In a study published in Clinical Infectious Diseases, researchers have shown that biomarker levels differed in samples from HIV-infected people with and without active tuberculosis (TB). The findings suggest that a combination of plasma biomarkers might be used to detect prevalent active tuberculosis in people living with HIV.
The research team, from the Crick, CIDRI-Africa, the University of Cape Town, the Western Cape Department of Health and Imperial College, collaborated on an immuno-epidemiological study of stored blood samples taken from participants during a previous clinical trial conducted in South Africa.
Cross-sectional and longitudinal clinical data were available for evaluating plasma biomarkers for their ability to differentiate between prevalent active TB, incident TB (TB that developed during the study follow up) and controls (who did not develop TB during study follow up).
"Our results illustrate that a combination of biomarkers is more likely to detect prevalent TB," says Katalin Wilkinson, principal laboratory research scientist at the Crick, and corresponding author of the paper.
While the combination of biomarkers could not fully predict TB progression, this large prospective cohort study provides clinical utility by carefully describing the differences between these TB classifications.

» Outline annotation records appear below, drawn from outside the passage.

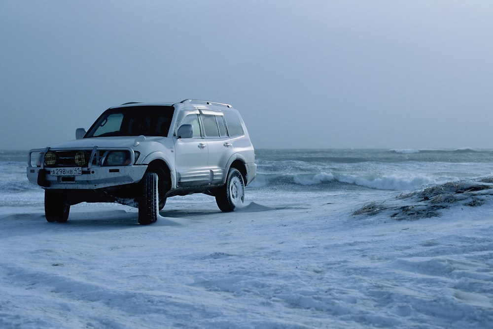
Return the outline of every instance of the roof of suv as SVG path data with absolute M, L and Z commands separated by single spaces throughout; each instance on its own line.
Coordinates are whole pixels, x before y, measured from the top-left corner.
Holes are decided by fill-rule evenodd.
M 181 103 L 182 104 L 193 103 L 197 104 L 202 104 L 204 105 L 215 105 L 219 106 L 224 106 L 229 108 L 231 108 L 233 107 L 229 105 L 229 104 L 225 104 L 224 103 L 217 103 L 216 102 L 211 102 L 208 100 L 201 100 L 199 99 L 184 99 L 181 102 L 155 102 L 152 103 L 141 103 L 140 102 L 128 102 L 127 103 L 124 103 L 122 104 L 118 105 L 117 106 L 112 106 L 111 108 L 114 107 L 120 107 L 121 106 L 140 106 L 140 105 L 156 105 L 156 106 L 173 106 L 176 104 L 178 104 Z

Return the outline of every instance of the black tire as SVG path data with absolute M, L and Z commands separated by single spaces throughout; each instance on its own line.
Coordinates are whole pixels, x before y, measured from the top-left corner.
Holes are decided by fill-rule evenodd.
M 62 194 L 56 191 L 44 190 L 44 214 L 50 223 L 65 223 L 69 219 L 70 205 L 68 205 Z
M 168 198 L 161 198 L 159 199 L 159 210 L 163 210 L 164 206 L 166 205 L 166 200 Z
M 219 187 L 215 195 L 216 203 L 221 211 L 232 211 L 238 206 L 243 205 L 245 198 L 245 184 L 241 173 L 236 168 L 231 168 L 224 186 Z
M 159 216 L 159 196 L 157 174 L 148 172 L 142 179 L 142 193 L 139 202 L 139 223 L 155 223 Z M 163 207 L 164 205 L 163 205 Z

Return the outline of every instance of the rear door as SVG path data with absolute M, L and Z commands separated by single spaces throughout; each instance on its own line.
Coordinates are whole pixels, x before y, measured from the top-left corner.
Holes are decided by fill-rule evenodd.
M 189 114 L 180 124 L 191 124 L 193 137 L 175 142 L 176 184 L 178 187 L 207 185 L 211 179 L 208 168 L 208 143 L 202 136 L 198 114 Z
M 228 136 L 222 112 L 203 111 L 200 117 L 209 149 L 208 165 L 212 172 L 211 183 L 219 183 L 227 175 L 226 166 L 235 153 L 234 149 Z

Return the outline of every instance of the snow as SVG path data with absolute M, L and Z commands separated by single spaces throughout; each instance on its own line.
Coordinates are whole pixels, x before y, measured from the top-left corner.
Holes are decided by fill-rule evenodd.
M 118 205 L 63 224 L 1 208 L 0 328 L 493 328 L 493 201 L 397 220 L 310 195 L 172 198 L 148 226 Z

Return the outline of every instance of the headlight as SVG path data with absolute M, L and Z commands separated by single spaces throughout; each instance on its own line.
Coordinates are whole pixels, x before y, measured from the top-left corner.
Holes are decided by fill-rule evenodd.
M 33 152 L 29 154 L 29 165 L 31 167 L 40 167 L 44 152 Z
M 75 152 L 74 161 L 79 167 L 87 166 L 89 161 L 89 154 L 85 151 L 77 151 Z
M 128 151 L 109 151 L 103 166 L 127 166 L 130 164 L 130 153 Z
M 58 155 L 53 151 L 48 151 L 44 154 L 44 164 L 54 166 L 58 162 Z

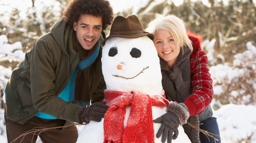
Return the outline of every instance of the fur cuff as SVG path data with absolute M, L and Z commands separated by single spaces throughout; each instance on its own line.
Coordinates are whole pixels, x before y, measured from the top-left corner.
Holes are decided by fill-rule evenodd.
M 185 108 L 176 102 L 171 103 L 167 107 L 167 112 L 172 112 L 178 116 L 181 126 L 187 123 L 187 120 L 189 117 L 189 113 Z

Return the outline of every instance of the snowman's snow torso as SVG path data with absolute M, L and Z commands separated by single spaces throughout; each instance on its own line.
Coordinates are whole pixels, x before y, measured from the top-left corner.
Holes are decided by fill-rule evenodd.
M 108 90 L 127 92 L 136 91 L 150 97 L 162 95 L 159 59 L 154 43 L 147 36 L 134 39 L 110 38 L 103 47 L 101 61 Z M 125 130 L 131 106 L 125 108 Z M 166 106 L 152 106 L 152 108 L 153 119 L 166 113 Z M 103 143 L 104 120 L 103 119 L 100 122 L 91 121 L 86 125 L 77 143 Z M 160 125 L 160 123 L 153 123 L 155 143 L 161 143 L 161 135 L 159 138 L 156 136 Z M 172 143 L 191 142 L 182 127 L 180 126 L 179 131 L 178 138 L 173 140 Z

Network and multivariable predictive analysis are suggestive of combinations of biomarkers that may demonstrate clinical significance. Thus, detecting prevalent TB with a combination of IFN-gamma and IL-2 is a potential advance that would be worth pursuing in a controlled future study. Additionally, the fact that unstimulated analytes were more likely to be helpful is also important, not only because they indicate underlying inflammatory processes leading to TB risk in the context of HIV-infection, but also because they would eliminate the need for antigen stimulation in a potential future blood test.
People living with HIV are offered isoniazid preventive therapy (IPT), to prevent development of active TB, along with antiretroviral therapy (ART). However, people with undetected active TB should not take IPT monotherapy because of the risk that Mycobacterium tuberculosis could develop drug resistance. Therefore, more accurate discrimination between prevalent active TB and latent TB infection before starting IPT is crucial, as fear of treating TB with IPT mono-therapy is a major barrier to IPT implementation. A new more sensitive diagnostic test for TB in HIV-positive people could help clinicians decide on the best course of treatment.
People living with HIV are particularly vulnerable to both new TB infection and progression of latent TB infection; TB is the leading cause of death in this population. In 2017, an estimated 322,000 South Africans developed new TB infections; 193,000 (60%) were also living with HIV. 78,000 South Africans with TB died, 72% of whom also had HIV1.